I would hope that we can be honest with ourselves as we consider this question . . . honest enough to admit that being a person of faith . . . being a follower of Jesus . . . be a child of God . . . is pretty darn hard work. Hard work because the world and the lives that we live are not all black and white . . . that the world and the lives that we live are colored by a huge array of colors and hues that live between the simplicity of “black” and the “white” we wish the world would be. Honest enough to admit to ourselves that those situations which Jesus mentioned are not as simple as just giving a cup of water to a thirsty person, as throwing clothes on a naked individual, or even welcoming a stranger into our midst. With those and many other situations in our lives we realize that there is a full gamut of directions that these can go . . . some good, some bad. We are neither “sheep” or “goats” . . . we are “geeps”.

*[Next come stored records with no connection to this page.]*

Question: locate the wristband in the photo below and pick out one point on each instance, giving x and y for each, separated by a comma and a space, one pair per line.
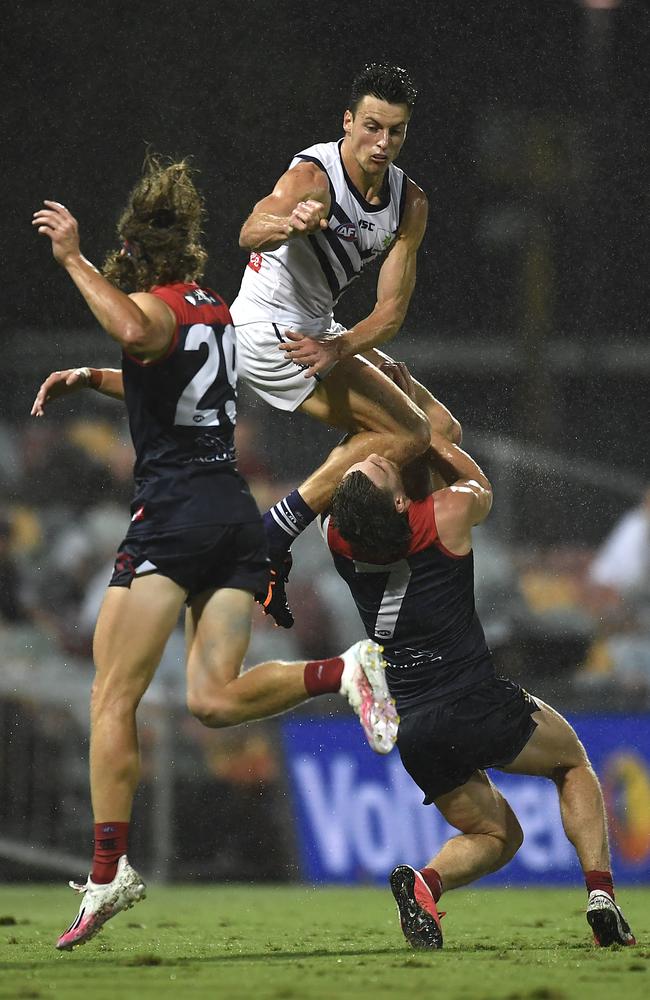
95, 378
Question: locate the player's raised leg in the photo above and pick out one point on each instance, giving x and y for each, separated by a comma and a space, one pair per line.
132, 630
218, 629
361, 400
554, 751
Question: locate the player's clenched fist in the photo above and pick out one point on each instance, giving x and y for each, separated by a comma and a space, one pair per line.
56, 222
307, 217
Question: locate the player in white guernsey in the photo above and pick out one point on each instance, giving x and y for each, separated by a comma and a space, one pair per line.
338, 207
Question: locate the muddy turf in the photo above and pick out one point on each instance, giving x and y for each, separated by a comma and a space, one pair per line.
301, 942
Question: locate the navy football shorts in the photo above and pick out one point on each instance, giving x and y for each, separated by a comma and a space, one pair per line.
200, 558
442, 744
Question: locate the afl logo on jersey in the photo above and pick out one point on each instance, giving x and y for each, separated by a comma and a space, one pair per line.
347, 231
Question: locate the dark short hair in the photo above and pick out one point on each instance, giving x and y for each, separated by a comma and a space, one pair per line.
388, 83
366, 518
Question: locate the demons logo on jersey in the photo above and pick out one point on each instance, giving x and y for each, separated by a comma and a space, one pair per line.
197, 297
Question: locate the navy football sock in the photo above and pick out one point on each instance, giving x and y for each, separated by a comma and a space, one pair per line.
285, 521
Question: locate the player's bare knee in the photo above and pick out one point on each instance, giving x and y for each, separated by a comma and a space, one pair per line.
454, 431
213, 712
514, 835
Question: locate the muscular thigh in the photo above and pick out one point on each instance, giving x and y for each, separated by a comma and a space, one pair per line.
477, 806
132, 630
553, 744
217, 631
356, 396
439, 417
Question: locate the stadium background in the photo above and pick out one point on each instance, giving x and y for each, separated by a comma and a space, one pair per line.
529, 320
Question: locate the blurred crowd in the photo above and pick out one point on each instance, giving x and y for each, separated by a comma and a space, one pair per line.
576, 613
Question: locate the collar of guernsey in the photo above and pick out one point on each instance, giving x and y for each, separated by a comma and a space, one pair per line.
301, 281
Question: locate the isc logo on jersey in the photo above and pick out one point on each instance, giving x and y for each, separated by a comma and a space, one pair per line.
347, 231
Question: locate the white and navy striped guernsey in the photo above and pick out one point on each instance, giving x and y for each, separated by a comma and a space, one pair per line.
301, 281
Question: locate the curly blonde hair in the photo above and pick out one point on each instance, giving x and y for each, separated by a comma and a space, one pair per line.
160, 230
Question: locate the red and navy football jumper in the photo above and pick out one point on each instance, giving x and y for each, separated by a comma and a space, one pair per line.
421, 609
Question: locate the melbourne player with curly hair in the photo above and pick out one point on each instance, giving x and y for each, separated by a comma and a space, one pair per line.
196, 537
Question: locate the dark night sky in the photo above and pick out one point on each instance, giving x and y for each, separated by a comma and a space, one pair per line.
241, 86
530, 141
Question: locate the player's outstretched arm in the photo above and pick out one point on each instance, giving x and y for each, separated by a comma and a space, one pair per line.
298, 205
394, 290
142, 324
466, 501
108, 381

Because we are “geeps” . . . this cross between “sheep” and “goats” . . . this cross between “saint” and “sinner” . . . we kind of get nervous at reading this passage of judgment as offered in the Gospel of Matthew. If it is a black and white understanding of this passage that we must embrace; well then, we are—as I said earlier—up the proverbial creek without a paddle. We all fall into the category of being “goats”.
But, we’re not!
We are not purely “goats” . . . not purely “sheep”! We are somewhere in-between . . . somewhere between the two. Shoot, I wonder how many “sheep” from history we can name . . . “goats” I would imagine would be easier; but, the fact is, in comparison to the rest of the world, both the “sheep” and “goats” we hold up as examples only represent a small portion of the population . . . so where are the rest of us?

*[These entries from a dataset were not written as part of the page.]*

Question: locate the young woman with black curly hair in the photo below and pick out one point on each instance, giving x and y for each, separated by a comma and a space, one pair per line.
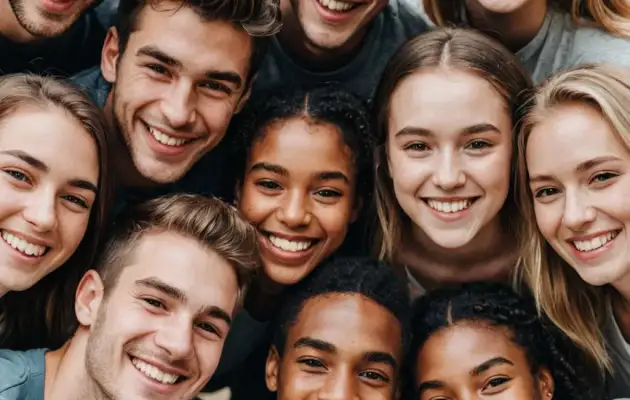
484, 340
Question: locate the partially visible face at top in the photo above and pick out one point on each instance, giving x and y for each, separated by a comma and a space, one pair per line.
47, 196
343, 346
176, 87
581, 198
48, 18
477, 361
159, 332
299, 191
334, 24
449, 150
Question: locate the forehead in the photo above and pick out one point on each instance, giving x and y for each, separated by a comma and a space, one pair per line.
424, 98
303, 146
185, 36
203, 275
564, 126
352, 323
462, 347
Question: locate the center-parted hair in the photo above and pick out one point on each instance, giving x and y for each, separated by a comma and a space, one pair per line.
369, 278
207, 220
498, 305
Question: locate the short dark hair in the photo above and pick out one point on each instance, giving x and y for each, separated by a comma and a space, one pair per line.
372, 279
498, 305
321, 104
207, 220
260, 18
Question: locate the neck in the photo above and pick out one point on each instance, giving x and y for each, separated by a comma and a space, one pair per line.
126, 173
514, 29
9, 25
295, 43
66, 375
489, 256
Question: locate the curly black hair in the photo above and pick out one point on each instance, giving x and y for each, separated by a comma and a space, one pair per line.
321, 104
373, 279
498, 305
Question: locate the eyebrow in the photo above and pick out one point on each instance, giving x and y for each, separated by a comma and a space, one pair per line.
315, 344
176, 294
154, 52
582, 167
40, 165
470, 130
493, 362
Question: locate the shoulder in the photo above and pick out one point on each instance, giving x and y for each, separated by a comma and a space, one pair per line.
17, 370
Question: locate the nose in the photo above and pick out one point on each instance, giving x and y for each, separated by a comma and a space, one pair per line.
339, 385
178, 106
295, 210
41, 211
176, 338
448, 175
578, 213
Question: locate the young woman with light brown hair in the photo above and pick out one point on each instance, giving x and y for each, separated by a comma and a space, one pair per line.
573, 188
54, 197
546, 35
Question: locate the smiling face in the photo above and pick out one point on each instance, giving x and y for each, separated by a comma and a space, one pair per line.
159, 332
299, 192
46, 195
581, 198
343, 346
176, 87
450, 170
472, 360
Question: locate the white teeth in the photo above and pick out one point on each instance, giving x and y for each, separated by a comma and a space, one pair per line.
449, 206
165, 139
335, 5
154, 373
595, 243
289, 245
21, 245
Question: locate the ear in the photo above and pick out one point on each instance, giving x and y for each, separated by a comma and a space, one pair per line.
245, 96
545, 384
88, 298
271, 369
110, 55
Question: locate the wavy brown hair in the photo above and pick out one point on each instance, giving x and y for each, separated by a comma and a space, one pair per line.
612, 15
40, 316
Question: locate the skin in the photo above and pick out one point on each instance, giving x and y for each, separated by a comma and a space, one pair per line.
30, 20
466, 156
171, 307
299, 185
319, 42
46, 196
180, 75
470, 360
343, 346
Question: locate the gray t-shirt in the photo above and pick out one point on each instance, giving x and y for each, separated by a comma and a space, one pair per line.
397, 23
619, 351
561, 44
22, 374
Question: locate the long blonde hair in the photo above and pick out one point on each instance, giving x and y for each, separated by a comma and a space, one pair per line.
612, 15
575, 307
463, 49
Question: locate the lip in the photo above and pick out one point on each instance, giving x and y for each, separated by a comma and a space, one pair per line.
336, 17
155, 385
289, 258
586, 256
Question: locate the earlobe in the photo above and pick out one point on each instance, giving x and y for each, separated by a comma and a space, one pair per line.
271, 369
88, 298
109, 55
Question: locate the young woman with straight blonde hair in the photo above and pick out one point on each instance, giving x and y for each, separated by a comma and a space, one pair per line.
546, 35
574, 191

We are in the herd of “geeps”.
We are in the herd of “geeps” trying like crazy to do the right thing. Sometimes we get it right, sometimes we get it wrong, and sometimes we don’t even try. Sometimes it makes us feel really good to have it right, sometimes it makes us sad to have gotten it wrong, and most of the time it keeps us on our toes in hopes that we don’t screw up. The bottom line is that we try our best and hope that it is good enough that we avoid eternal punishment . . . sometimes we hope that maybe—by the time we get to the judgment day—that God comes up with a third category, like the “geeps”, that acknowledges our efforts of coming close, but not quite there yet.

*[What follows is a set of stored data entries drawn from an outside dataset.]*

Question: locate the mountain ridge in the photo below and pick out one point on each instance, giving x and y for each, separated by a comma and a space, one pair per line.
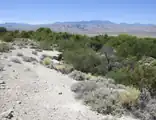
88, 27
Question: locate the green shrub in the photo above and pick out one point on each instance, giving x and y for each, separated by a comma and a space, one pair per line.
7, 38
46, 61
142, 76
130, 96
4, 47
90, 61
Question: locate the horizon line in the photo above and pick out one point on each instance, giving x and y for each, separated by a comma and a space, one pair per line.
44, 23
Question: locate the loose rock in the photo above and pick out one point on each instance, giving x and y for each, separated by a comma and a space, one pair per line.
8, 114
16, 60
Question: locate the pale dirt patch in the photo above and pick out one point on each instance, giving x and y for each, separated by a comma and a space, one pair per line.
35, 92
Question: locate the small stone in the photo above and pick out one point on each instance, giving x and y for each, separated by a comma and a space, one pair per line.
60, 93
15, 60
9, 65
8, 114
2, 82
19, 102
19, 54
29, 59
1, 67
34, 52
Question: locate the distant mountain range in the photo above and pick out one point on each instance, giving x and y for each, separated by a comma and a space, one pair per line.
92, 27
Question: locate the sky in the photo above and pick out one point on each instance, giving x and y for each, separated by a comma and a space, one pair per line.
50, 11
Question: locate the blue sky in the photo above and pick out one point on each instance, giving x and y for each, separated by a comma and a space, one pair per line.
49, 11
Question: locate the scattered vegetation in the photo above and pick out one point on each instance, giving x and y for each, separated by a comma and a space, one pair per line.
46, 61
129, 60
4, 47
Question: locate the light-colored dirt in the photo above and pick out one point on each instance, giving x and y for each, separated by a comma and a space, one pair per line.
35, 92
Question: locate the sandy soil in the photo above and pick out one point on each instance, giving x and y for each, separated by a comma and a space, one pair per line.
34, 92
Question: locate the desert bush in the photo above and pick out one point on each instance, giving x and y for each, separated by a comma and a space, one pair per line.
90, 61
63, 68
77, 75
45, 45
4, 47
146, 106
46, 61
130, 96
29, 59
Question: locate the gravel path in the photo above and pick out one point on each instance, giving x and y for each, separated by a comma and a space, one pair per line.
34, 92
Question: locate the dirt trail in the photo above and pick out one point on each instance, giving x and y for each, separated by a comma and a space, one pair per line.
34, 92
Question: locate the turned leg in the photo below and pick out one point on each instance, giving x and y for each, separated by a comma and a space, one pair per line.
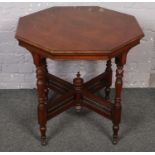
78, 82
108, 80
41, 87
116, 112
46, 72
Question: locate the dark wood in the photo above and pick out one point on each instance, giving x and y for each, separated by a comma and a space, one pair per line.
78, 33
78, 84
41, 88
108, 79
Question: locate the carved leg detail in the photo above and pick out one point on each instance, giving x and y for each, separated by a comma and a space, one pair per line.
108, 80
116, 113
41, 87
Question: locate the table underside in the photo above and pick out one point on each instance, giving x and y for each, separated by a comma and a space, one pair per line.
89, 99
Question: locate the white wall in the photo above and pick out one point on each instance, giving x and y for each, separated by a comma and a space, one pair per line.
17, 69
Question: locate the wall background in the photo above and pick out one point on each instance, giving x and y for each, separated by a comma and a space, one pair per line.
17, 69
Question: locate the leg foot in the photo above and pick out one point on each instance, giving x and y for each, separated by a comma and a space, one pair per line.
78, 108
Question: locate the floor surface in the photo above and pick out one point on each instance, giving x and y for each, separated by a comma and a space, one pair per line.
72, 131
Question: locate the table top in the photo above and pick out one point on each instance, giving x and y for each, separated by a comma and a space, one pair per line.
79, 31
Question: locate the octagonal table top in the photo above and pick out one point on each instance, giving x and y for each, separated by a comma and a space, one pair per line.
82, 30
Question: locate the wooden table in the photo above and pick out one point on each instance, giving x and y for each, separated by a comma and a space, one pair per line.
78, 33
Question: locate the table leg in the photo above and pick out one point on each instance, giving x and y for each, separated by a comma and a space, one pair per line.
116, 112
41, 87
108, 79
47, 82
78, 83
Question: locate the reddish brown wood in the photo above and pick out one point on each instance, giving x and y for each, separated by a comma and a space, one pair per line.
78, 33
116, 112
85, 32
41, 87
108, 79
78, 84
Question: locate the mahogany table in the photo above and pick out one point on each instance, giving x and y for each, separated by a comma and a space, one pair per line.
78, 33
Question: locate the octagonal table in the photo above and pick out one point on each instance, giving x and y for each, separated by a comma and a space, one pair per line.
78, 33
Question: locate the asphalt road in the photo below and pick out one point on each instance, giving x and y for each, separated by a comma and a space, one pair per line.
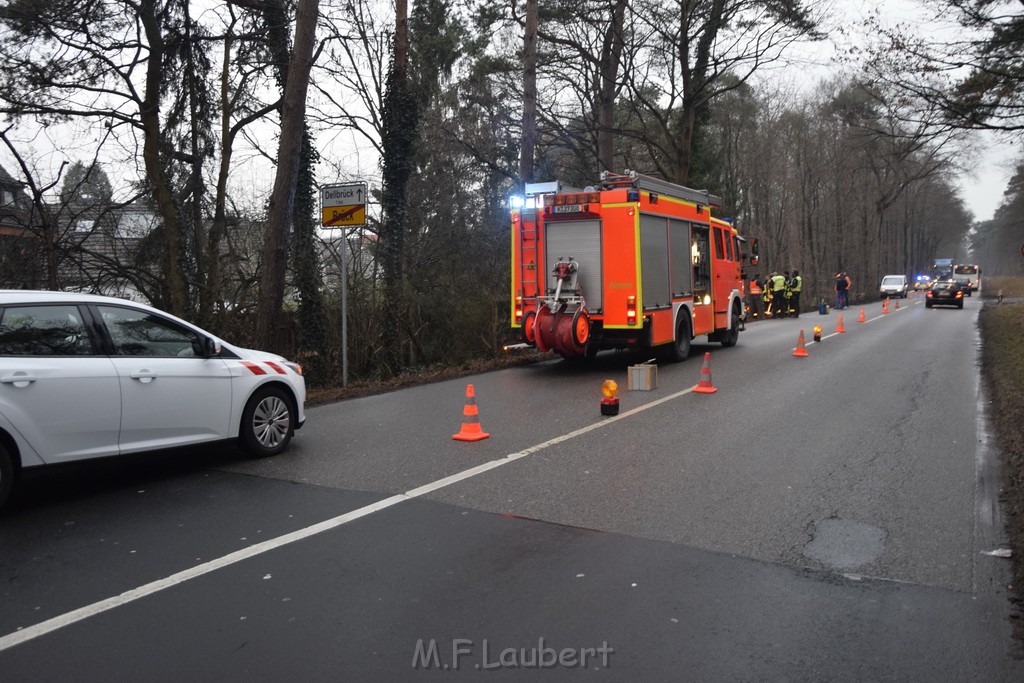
816, 518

However you look at this passage the point is still the same . . . we are to open our eyes to the presence of Jesus in our lives and to respond to him. Maybe Jesus lived in simpler times than we live in today . . . maybe the issues were more black and white than they are today . . . maybe it was easier to delineate between right and wrong in order to do the right thing . . . to have the correct response. Yet, for those of us who see themselves as the followers of Jesus . . . who have embraced him into our lives and into who we are as the children of God, we do have a sense of what that “presence” of Jesus is when we encounter it. We know it when we see it, or we know it shortly after having encountering it with perfect 20/20 hindsight. And, being true to ourselves and our nature we have either responded with action or inaction or by averting our eyes. We are neither “sheep” or “goats” . . . we are “geeps”.